If the city fails to receive millions of dollars in additional state aid, offices that serve senior citizens, young people and substance abusers also would have to be closed, budget officials warned.

"There wouldn't be a city-run facility open in this town except for police stations and firehouses," Budget Director James B. Milroy said Thursday. "But I don't know if the political will exists on the Common Council to make these kind of cuts."

Milroy outlined the administration's latest alternatives for slashing costs at a Common Council Budget Committee meeting Thursday.
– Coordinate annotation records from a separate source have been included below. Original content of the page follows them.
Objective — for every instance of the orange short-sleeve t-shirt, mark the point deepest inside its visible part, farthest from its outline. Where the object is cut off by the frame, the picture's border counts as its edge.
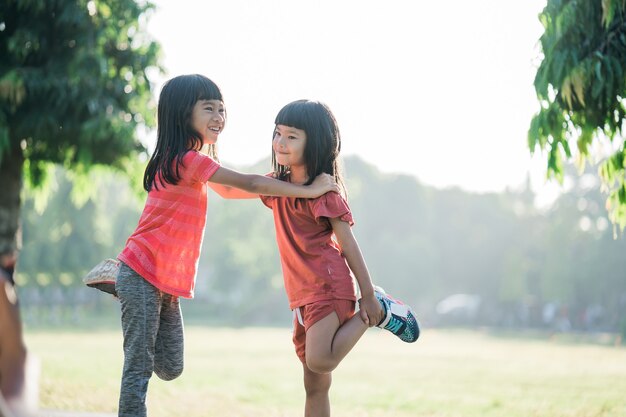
(314, 268)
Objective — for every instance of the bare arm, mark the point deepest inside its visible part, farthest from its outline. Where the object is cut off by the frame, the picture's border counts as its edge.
(371, 310)
(232, 184)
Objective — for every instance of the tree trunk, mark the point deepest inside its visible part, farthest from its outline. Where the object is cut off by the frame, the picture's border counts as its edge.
(10, 204)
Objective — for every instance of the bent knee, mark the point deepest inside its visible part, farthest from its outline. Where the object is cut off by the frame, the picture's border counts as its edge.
(321, 365)
(168, 374)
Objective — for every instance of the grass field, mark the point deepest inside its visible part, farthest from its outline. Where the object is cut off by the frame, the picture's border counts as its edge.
(254, 372)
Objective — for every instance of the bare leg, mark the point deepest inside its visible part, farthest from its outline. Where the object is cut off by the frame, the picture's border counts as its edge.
(327, 343)
(317, 387)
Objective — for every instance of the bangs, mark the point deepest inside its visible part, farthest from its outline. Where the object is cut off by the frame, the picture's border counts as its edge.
(294, 114)
(207, 90)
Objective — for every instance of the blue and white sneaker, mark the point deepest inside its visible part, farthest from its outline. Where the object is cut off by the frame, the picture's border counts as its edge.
(399, 318)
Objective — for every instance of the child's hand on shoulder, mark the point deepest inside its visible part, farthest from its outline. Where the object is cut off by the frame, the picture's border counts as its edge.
(371, 311)
(324, 183)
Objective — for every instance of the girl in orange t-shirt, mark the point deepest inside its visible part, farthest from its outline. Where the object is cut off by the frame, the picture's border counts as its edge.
(158, 264)
(319, 254)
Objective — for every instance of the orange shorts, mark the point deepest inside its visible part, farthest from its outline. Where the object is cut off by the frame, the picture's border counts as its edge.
(306, 316)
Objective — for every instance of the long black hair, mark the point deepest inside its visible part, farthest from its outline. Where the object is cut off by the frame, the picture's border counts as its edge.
(175, 136)
(323, 140)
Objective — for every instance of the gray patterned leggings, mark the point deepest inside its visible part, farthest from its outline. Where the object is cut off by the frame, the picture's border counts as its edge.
(152, 325)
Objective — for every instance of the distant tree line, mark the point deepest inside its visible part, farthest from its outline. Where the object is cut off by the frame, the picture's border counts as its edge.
(529, 268)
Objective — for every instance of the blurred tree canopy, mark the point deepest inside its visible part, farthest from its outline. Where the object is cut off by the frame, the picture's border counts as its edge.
(581, 86)
(420, 243)
(74, 89)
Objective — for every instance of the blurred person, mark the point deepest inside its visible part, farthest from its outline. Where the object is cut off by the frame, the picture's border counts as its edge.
(13, 353)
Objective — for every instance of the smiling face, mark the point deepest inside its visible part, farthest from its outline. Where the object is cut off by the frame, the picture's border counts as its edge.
(208, 118)
(288, 145)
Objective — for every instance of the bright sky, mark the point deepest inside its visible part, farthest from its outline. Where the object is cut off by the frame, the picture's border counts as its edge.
(440, 90)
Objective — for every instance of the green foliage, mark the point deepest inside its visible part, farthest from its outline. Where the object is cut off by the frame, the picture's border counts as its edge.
(73, 82)
(581, 87)
(421, 244)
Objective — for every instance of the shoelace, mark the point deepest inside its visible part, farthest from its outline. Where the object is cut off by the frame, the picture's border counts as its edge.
(394, 325)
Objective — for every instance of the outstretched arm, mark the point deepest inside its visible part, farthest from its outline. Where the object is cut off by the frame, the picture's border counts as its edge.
(232, 184)
(371, 310)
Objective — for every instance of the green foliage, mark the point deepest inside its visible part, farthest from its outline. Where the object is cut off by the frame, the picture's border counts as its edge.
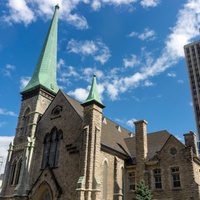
(142, 192)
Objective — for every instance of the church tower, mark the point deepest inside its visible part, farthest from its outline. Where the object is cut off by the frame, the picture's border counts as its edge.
(89, 181)
(36, 97)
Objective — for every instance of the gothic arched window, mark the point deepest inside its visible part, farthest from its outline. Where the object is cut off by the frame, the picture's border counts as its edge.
(26, 120)
(52, 143)
(15, 171)
(105, 173)
(18, 170)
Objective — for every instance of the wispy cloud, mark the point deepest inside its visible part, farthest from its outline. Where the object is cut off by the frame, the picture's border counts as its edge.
(149, 3)
(6, 112)
(26, 12)
(130, 122)
(148, 35)
(19, 12)
(131, 62)
(80, 94)
(24, 81)
(171, 54)
(4, 146)
(7, 70)
(97, 49)
(171, 74)
(3, 124)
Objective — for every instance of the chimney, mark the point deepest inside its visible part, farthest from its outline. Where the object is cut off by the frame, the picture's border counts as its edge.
(190, 141)
(141, 140)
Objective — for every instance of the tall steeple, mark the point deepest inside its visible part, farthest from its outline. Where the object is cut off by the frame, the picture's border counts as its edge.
(45, 72)
(93, 95)
(36, 97)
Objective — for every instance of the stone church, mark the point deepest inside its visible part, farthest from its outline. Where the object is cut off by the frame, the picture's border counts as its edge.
(67, 150)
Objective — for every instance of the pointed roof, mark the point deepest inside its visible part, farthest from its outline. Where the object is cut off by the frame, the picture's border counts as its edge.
(44, 75)
(93, 95)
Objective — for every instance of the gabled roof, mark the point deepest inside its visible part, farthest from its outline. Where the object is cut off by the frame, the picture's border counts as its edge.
(120, 140)
(111, 136)
(155, 142)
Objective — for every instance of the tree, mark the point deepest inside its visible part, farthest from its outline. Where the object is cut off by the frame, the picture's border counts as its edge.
(142, 192)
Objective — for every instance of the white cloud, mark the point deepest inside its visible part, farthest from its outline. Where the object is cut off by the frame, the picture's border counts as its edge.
(11, 67)
(60, 63)
(97, 49)
(180, 81)
(172, 74)
(79, 21)
(4, 146)
(79, 93)
(133, 61)
(6, 112)
(149, 3)
(3, 124)
(26, 12)
(24, 81)
(148, 35)
(19, 12)
(7, 70)
(186, 26)
(133, 34)
(97, 4)
(148, 83)
(130, 122)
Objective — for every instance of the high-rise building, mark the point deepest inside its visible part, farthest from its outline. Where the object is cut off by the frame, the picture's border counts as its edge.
(67, 150)
(192, 55)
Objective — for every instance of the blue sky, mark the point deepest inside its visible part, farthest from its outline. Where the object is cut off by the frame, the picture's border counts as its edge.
(135, 47)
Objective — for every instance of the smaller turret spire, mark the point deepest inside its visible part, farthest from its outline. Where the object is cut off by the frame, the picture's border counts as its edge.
(93, 95)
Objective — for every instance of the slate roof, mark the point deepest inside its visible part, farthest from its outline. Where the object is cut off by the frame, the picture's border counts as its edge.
(155, 142)
(118, 138)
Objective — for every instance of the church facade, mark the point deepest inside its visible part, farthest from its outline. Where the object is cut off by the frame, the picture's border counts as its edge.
(67, 150)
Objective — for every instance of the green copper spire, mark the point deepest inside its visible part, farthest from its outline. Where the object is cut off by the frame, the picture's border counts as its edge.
(45, 72)
(93, 95)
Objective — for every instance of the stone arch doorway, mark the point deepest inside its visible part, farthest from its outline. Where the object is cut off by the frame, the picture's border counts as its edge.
(43, 192)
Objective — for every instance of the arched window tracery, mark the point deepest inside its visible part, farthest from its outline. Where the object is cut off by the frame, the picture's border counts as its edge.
(52, 144)
(105, 175)
(26, 121)
(15, 171)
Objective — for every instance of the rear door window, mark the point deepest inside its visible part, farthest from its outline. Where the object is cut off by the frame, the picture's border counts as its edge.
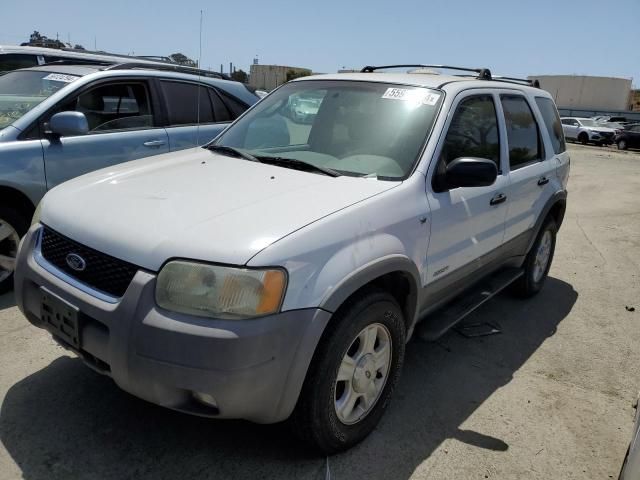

While officials stressed that the cost-cutting plan is in "the discussion stages" at this point, they added the city has "very limited options" for solving the crisis without a major increase in state assistance.

Milroy said the only other options would involve cuts in police and fire services, areas that virtually all city officials have said should remain off-limits.

If the latest round of layoffs were to occur as outlined Thursday, they would affect more than 80 parks employees, 66 workers in the recreation division, more than 40 individuals who run substance abuse programs for the city and the Buffalo Municipal Housing Authority, and 20 employees who administer programs for senior citizens.

Several other departments also would lose staffing. For example, the plan would close the Office of Telecommunications, eliminate winter security staffing at Erie Basin Marina and cut forestry jobs.

If the new round of cuts were to occur, they would likely take effect by the end of the year.

The list of possible cuts also assumes that there would no raises for any employees this fiscal year, including police and fire personnel. The list would trim about $15 million in expenses, still leaving the city with a $7.3 million hole.

The city already has announced that 75 employees will be laid off Nov. 2. It also has frozen all spending and authorized the rotating shutdown of up to two fire companies each day to reduce overtime costs. The city's only two indoor pools also will be closed a couple of days each week. The early round of cuts trimmed about $8.5 million.

During the committee meeting, Council President James W. Pitts criticized state and federal officials for ignoring the plight of many cities following the Sept. 11 attacks on the World Trade Center.

"Gov. Pataki's priorities are all screwed up," Pitts said during an emotional speech.

State aid is a major revenue source for the city and its school district, accounting for about 60 percent of their combined revenues.

But even if the state comes through with additional aid to Buffalo, the city will face severe problems in the coming year, officials warned Thursday. Comptroller Anthony R. Nanula, who met with city lawmakers, said the biggest challenge involves reforming fiscal policies that have allowed the city's reserves to deteriorate.

"We're operating on fumes from a cash-reserve perspective," Nanula said. "We don't have a cushion, and that concerns credit-rating agencies."

Vincent J. LoVallo, chief of staff to Mayor Anthony M. Masiello, agreed that the city's long-term fiscal outlook is bleak unless structural changes are made. He announced Thursday that the mayor's office hopes to propose sweeping changes in the next budget, which will be unveiled in May.

"We're running a government that has been the same for 100 years, if not longer. We need to put a new government together," LoVallo told the Council. "Every department has to be looked at and rebuilt from the ground up. We may have to throw out the budget book as we know it."

Police and fire services are the city's two most expensive departments, costing about $157 million to operate this fiscal year -- $20 million more than the city's property tax levy.

City officials also met privately with state auditors late Thursday. Several staffers from the state comptroller's office have been reviewing city finances to try to determine the severity of Buffalo's cash flow problem.

Sources left Thursday's meeting indicating that the report will document a "serious cash shortage" facing Buffalo. A series of meetings will be held over the next few days to finalize the figures. City officials are hoping the state comptroller's study will help strengthen Buffalo's case for obtaining $22 million in additional state aid.